Une perspective interculturelle permet aux entreprises d'être plus agiles,
mieux adaptées et réactives face à ces défis.
En somme,
l’attention aux différences culturelles est non seulement une question de
respect et d’éthique, mais également un impératif stratégique qui peut
déterminer le succès ou l'échec d’une entreprise sur la scène internationale.
Adopter une approche interculturelle est une composante clé d'une stratégie de
développement international durable et prospère.
Dans les
entreprises Allemandes l’interculturel est un passage obligé, dans beaucoup d’

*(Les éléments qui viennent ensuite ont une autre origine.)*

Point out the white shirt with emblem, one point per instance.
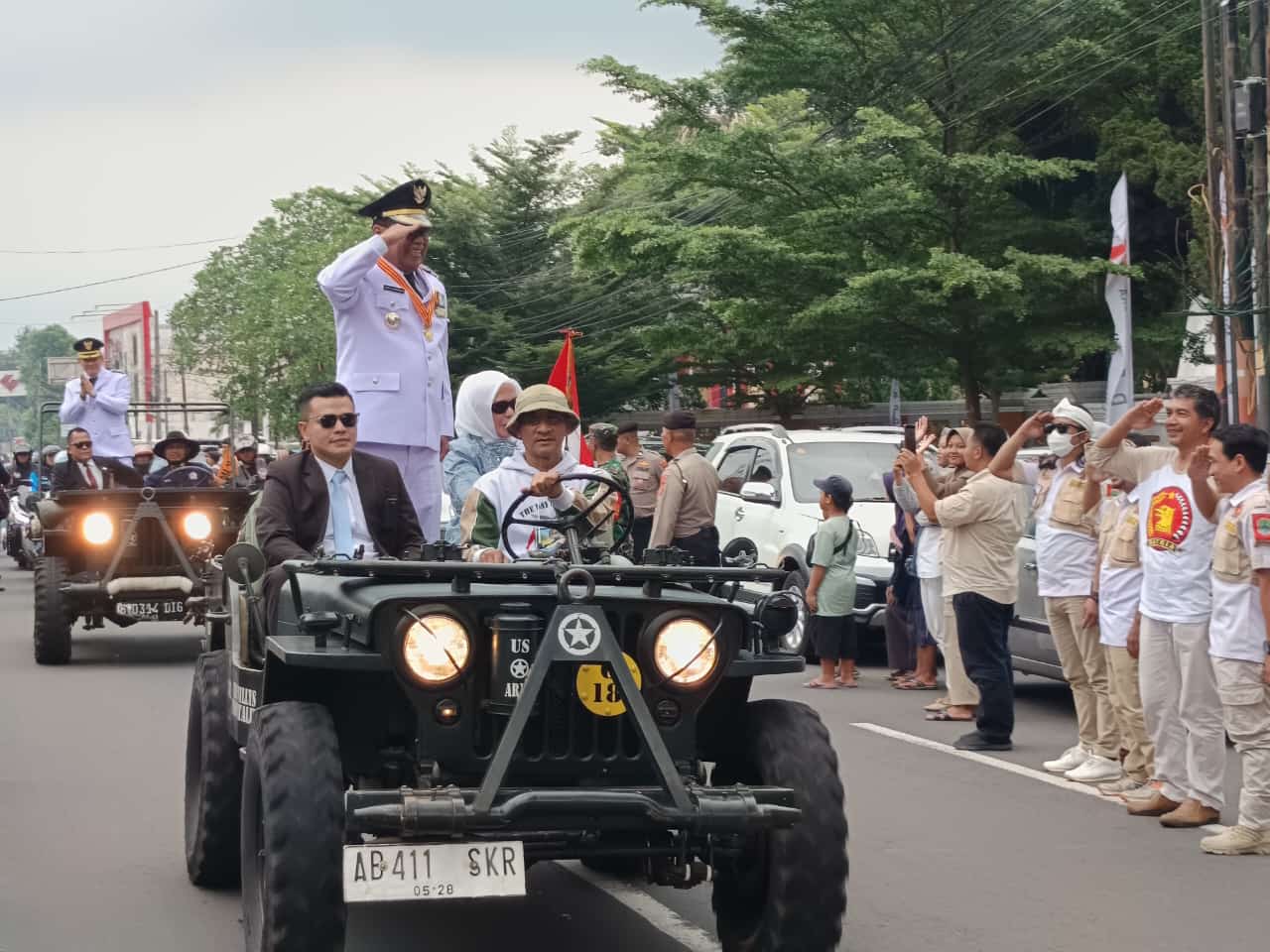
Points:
(361, 532)
(1065, 558)
(1238, 627)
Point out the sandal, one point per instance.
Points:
(947, 716)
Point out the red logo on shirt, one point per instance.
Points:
(1169, 521)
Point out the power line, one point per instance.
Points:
(108, 281)
(112, 250)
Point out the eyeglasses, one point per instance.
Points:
(1064, 428)
(327, 420)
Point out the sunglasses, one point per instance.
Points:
(327, 420)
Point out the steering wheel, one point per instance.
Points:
(183, 477)
(568, 524)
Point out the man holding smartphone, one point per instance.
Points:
(96, 400)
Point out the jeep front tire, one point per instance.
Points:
(293, 832)
(788, 889)
(213, 777)
(53, 627)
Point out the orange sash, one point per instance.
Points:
(425, 308)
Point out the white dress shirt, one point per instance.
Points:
(361, 532)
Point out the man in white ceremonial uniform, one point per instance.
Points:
(1238, 640)
(96, 400)
(393, 344)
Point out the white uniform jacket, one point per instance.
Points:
(399, 380)
(104, 414)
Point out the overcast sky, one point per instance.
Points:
(150, 122)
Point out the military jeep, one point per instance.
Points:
(131, 555)
(417, 731)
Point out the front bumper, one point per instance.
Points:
(451, 811)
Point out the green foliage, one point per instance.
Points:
(31, 354)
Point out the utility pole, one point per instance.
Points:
(1211, 154)
(1237, 207)
(1256, 86)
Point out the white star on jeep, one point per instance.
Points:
(579, 635)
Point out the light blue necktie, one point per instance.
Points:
(340, 520)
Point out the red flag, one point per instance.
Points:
(564, 377)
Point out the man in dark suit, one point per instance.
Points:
(82, 470)
(372, 515)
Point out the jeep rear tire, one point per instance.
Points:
(789, 888)
(53, 627)
(213, 777)
(798, 640)
(293, 832)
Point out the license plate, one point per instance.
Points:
(390, 873)
(157, 611)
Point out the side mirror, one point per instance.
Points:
(758, 493)
(244, 563)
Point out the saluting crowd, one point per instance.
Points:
(1153, 563)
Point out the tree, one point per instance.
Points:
(31, 353)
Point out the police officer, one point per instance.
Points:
(98, 402)
(689, 493)
(393, 343)
(602, 439)
(1238, 638)
(644, 471)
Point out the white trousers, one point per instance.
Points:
(421, 471)
(1183, 710)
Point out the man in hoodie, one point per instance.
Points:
(1067, 555)
(541, 421)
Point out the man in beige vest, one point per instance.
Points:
(1066, 561)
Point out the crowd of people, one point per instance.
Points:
(1153, 563)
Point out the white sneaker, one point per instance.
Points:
(1070, 761)
(1096, 770)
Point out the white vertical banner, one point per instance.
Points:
(1120, 379)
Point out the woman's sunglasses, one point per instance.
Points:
(327, 420)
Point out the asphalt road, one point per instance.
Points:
(947, 852)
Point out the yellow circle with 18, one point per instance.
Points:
(598, 690)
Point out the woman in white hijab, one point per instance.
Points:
(485, 403)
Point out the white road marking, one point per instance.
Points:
(647, 907)
(1052, 779)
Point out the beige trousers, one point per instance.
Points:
(961, 689)
(1084, 665)
(1127, 701)
(1246, 703)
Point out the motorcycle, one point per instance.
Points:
(17, 540)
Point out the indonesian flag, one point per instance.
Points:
(564, 377)
(1120, 379)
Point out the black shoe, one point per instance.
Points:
(976, 742)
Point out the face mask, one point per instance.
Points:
(1060, 443)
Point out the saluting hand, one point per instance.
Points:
(1201, 463)
(1143, 416)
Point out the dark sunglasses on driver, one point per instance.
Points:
(1064, 428)
(327, 420)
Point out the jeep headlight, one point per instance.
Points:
(685, 652)
(98, 529)
(436, 648)
(197, 526)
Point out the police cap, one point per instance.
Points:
(405, 204)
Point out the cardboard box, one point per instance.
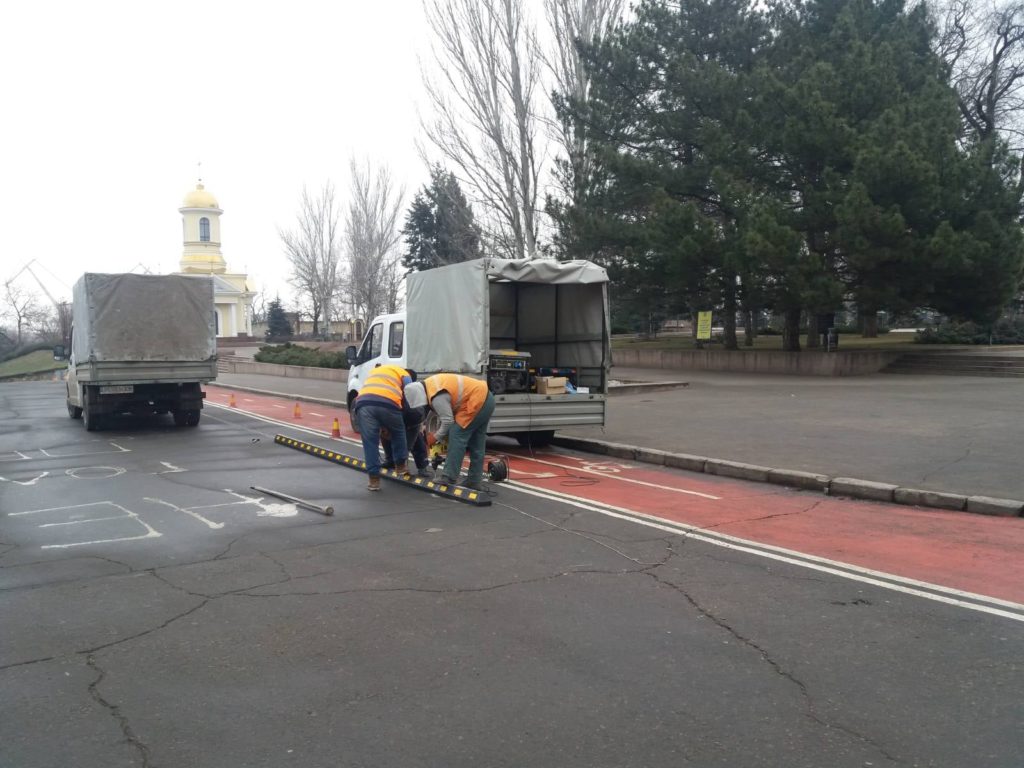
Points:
(551, 385)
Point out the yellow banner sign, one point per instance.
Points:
(704, 326)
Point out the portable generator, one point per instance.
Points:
(508, 371)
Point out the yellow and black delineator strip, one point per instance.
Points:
(457, 493)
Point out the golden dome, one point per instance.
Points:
(200, 198)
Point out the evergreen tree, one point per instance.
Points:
(439, 226)
(276, 322)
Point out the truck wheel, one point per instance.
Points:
(91, 421)
(536, 439)
(186, 418)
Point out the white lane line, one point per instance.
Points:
(80, 522)
(941, 594)
(171, 469)
(33, 481)
(625, 479)
(55, 509)
(210, 523)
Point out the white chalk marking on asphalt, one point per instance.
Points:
(104, 475)
(79, 522)
(626, 479)
(210, 523)
(171, 469)
(54, 509)
(941, 594)
(128, 514)
(538, 475)
(271, 509)
(33, 481)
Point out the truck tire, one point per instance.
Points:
(536, 439)
(91, 421)
(186, 418)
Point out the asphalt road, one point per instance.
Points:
(154, 611)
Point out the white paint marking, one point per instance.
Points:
(101, 473)
(270, 509)
(171, 469)
(55, 509)
(210, 523)
(33, 481)
(538, 475)
(128, 514)
(946, 595)
(79, 522)
(627, 479)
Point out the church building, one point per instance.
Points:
(232, 297)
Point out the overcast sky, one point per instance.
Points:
(110, 105)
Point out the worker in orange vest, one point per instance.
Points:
(464, 407)
(379, 406)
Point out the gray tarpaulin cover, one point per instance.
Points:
(455, 312)
(127, 317)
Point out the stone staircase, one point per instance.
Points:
(958, 364)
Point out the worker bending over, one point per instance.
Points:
(379, 404)
(464, 407)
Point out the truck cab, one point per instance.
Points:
(384, 344)
(518, 325)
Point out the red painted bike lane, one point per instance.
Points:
(956, 550)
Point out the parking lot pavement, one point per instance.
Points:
(948, 433)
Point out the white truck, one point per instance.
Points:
(140, 344)
(512, 323)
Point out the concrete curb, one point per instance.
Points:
(653, 386)
(301, 397)
(845, 486)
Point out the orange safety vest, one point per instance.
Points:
(468, 395)
(385, 381)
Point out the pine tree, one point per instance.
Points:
(439, 226)
(276, 322)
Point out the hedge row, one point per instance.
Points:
(291, 354)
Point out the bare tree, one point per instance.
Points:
(24, 309)
(982, 44)
(372, 237)
(573, 23)
(485, 121)
(313, 248)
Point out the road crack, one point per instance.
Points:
(775, 667)
(115, 711)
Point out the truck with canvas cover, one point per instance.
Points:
(536, 330)
(140, 344)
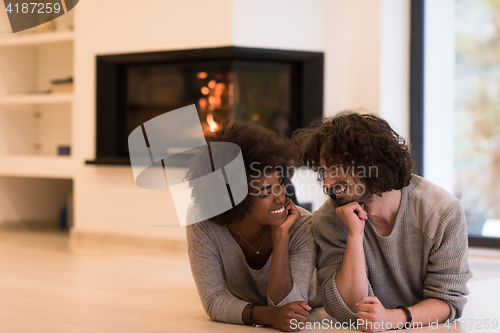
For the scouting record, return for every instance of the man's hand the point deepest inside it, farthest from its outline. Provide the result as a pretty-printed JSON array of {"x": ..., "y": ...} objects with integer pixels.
[
  {"x": 298, "y": 310},
  {"x": 292, "y": 215},
  {"x": 353, "y": 216},
  {"x": 376, "y": 318}
]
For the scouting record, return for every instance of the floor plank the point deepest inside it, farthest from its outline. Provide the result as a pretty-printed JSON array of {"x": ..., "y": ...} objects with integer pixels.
[{"x": 48, "y": 285}]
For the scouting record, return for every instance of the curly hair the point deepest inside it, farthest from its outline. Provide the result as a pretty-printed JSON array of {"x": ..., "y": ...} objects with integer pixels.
[
  {"x": 362, "y": 142},
  {"x": 261, "y": 149}
]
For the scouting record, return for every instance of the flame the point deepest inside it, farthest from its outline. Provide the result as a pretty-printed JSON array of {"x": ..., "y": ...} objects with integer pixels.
[
  {"x": 211, "y": 122},
  {"x": 202, "y": 75}
]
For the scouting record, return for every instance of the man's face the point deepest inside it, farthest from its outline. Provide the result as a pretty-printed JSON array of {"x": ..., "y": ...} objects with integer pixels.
[{"x": 342, "y": 185}]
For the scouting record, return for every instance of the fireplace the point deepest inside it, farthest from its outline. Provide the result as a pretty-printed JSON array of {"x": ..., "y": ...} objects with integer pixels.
[{"x": 278, "y": 89}]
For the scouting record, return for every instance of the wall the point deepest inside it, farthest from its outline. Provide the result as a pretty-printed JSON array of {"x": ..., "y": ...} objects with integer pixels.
[
  {"x": 348, "y": 31},
  {"x": 106, "y": 198}
]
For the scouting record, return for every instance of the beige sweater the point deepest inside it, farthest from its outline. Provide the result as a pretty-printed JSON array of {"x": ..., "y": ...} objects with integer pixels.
[
  {"x": 225, "y": 282},
  {"x": 425, "y": 256}
]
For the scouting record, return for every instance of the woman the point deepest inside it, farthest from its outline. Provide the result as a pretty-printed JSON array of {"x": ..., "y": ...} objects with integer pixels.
[{"x": 254, "y": 263}]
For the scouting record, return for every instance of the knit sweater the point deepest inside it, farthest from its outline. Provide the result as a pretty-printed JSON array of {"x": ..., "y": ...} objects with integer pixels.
[
  {"x": 425, "y": 256},
  {"x": 225, "y": 282}
]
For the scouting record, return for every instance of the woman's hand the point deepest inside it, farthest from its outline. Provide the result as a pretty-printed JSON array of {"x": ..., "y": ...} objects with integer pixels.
[
  {"x": 288, "y": 317},
  {"x": 292, "y": 215}
]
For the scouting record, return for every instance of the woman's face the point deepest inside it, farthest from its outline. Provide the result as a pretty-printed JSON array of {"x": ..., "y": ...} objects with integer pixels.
[{"x": 268, "y": 195}]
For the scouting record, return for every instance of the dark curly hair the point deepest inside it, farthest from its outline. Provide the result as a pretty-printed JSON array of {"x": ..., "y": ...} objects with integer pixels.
[
  {"x": 260, "y": 148},
  {"x": 362, "y": 142}
]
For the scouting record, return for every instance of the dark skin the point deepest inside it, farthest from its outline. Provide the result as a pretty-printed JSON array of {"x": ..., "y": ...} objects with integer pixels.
[{"x": 268, "y": 224}]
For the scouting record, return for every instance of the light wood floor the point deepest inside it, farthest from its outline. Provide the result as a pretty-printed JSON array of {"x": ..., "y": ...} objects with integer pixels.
[{"x": 46, "y": 285}]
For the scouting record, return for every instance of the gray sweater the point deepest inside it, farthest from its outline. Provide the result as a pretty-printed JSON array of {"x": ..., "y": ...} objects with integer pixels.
[
  {"x": 425, "y": 256},
  {"x": 225, "y": 282}
]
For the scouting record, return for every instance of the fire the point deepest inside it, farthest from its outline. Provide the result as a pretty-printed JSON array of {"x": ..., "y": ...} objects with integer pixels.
[{"x": 211, "y": 122}]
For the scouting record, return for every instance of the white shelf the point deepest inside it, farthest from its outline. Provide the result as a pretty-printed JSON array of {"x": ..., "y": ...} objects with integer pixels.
[
  {"x": 36, "y": 99},
  {"x": 43, "y": 166},
  {"x": 37, "y": 39}
]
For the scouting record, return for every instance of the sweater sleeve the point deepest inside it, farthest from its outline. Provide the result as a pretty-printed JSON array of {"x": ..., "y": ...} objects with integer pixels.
[
  {"x": 207, "y": 270},
  {"x": 302, "y": 264},
  {"x": 448, "y": 268},
  {"x": 331, "y": 236}
]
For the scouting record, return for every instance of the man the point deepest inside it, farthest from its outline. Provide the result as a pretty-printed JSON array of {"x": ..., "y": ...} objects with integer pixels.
[{"x": 392, "y": 245}]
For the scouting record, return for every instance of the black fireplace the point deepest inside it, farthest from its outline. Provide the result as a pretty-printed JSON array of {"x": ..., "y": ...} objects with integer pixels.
[{"x": 278, "y": 89}]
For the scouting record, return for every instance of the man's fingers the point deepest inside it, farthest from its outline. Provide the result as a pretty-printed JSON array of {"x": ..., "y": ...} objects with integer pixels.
[
  {"x": 300, "y": 310},
  {"x": 366, "y": 307},
  {"x": 304, "y": 305},
  {"x": 369, "y": 300}
]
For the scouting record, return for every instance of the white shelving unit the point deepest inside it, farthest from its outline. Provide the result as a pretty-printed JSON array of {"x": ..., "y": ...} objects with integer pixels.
[
  {"x": 33, "y": 125},
  {"x": 38, "y": 166},
  {"x": 36, "y": 99}
]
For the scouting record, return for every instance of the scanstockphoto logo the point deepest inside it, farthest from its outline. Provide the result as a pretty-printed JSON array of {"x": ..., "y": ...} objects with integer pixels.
[
  {"x": 157, "y": 149},
  {"x": 28, "y": 14}
]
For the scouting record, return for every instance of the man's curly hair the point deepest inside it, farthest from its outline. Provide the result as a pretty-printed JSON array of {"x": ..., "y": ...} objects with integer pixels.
[
  {"x": 260, "y": 148},
  {"x": 359, "y": 141}
]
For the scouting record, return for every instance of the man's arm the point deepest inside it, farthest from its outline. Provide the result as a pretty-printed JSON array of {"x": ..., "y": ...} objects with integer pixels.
[
  {"x": 351, "y": 279},
  {"x": 372, "y": 311},
  {"x": 331, "y": 235},
  {"x": 448, "y": 269}
]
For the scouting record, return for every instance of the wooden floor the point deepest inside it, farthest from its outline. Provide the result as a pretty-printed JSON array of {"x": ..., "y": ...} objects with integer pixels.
[{"x": 46, "y": 285}]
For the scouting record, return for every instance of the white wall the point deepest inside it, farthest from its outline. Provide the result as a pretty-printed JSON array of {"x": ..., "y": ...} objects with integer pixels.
[
  {"x": 106, "y": 198},
  {"x": 348, "y": 31}
]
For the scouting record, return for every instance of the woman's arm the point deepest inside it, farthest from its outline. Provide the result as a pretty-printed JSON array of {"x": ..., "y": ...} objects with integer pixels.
[
  {"x": 206, "y": 267},
  {"x": 280, "y": 274}
]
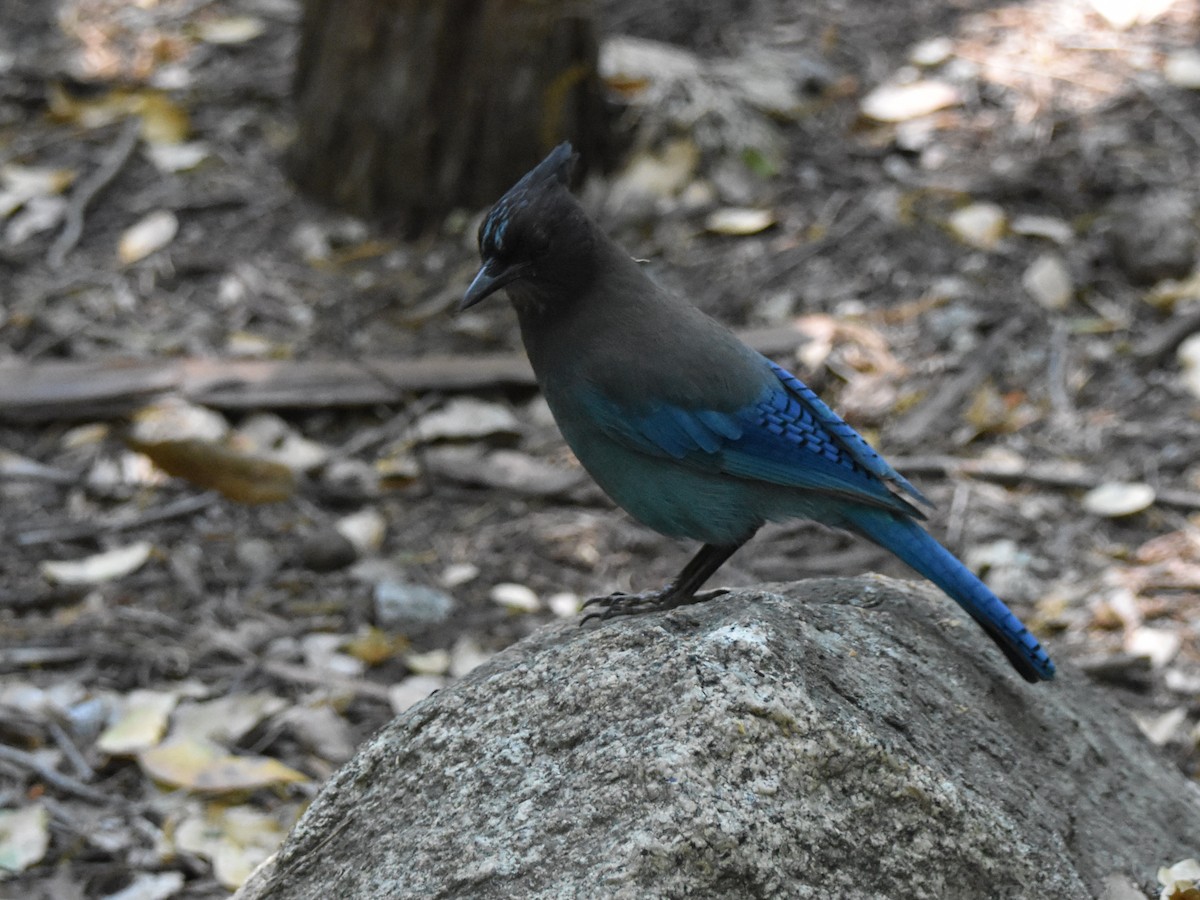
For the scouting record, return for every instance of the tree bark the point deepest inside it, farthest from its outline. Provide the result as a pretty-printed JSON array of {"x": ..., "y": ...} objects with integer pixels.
[{"x": 411, "y": 108}]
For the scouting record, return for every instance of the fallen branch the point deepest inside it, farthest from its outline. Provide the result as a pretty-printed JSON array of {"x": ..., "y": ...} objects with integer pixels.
[
  {"x": 100, "y": 389},
  {"x": 90, "y": 189},
  {"x": 54, "y": 778},
  {"x": 76, "y": 531}
]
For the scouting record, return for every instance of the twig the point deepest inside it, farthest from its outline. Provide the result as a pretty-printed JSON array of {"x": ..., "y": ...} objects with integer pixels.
[
  {"x": 1155, "y": 349},
  {"x": 300, "y": 675},
  {"x": 70, "y": 751},
  {"x": 178, "y": 509},
  {"x": 54, "y": 778},
  {"x": 30, "y": 657},
  {"x": 89, "y": 190},
  {"x": 1057, "y": 375},
  {"x": 1043, "y": 474}
]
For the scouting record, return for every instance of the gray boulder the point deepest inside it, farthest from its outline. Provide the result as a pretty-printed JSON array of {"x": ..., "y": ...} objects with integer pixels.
[{"x": 837, "y": 738}]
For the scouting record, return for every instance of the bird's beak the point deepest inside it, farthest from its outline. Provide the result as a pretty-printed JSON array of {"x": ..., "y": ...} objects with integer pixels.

entreprises Françaises c’est encore optionnel.
Il est grand
temps que les multinationales Françaises prennent conscience de l’importance de
tenir compte des différences culturelles sur les marchés internationaux, ne
plus être dans la négation, ne plus voir l’interculturel comme un gadget ou la
somme de petits détails avec lesquels on se débrouillera. Au tout début de la
globalisation « moderne » il fallait avoir beaucoup de
débrouillardise pour se développer à l’international, aujourd’hui il faut être
très professionnel sur tous les points.
A l’international
ce n’est pas forcément le meilleur qui gagne, c’est celui qui a une offre
adaptée à la réalité culturelle du marché cible. Finalement c’est toujours le
client qui a le dernier mot. Et à l’international d’un pays à l’autre les
clients sont différents. L’interculturel explique une partie importante du
pourquoi d’un tel écart des balances commerciales entre la France et l’Allemagne.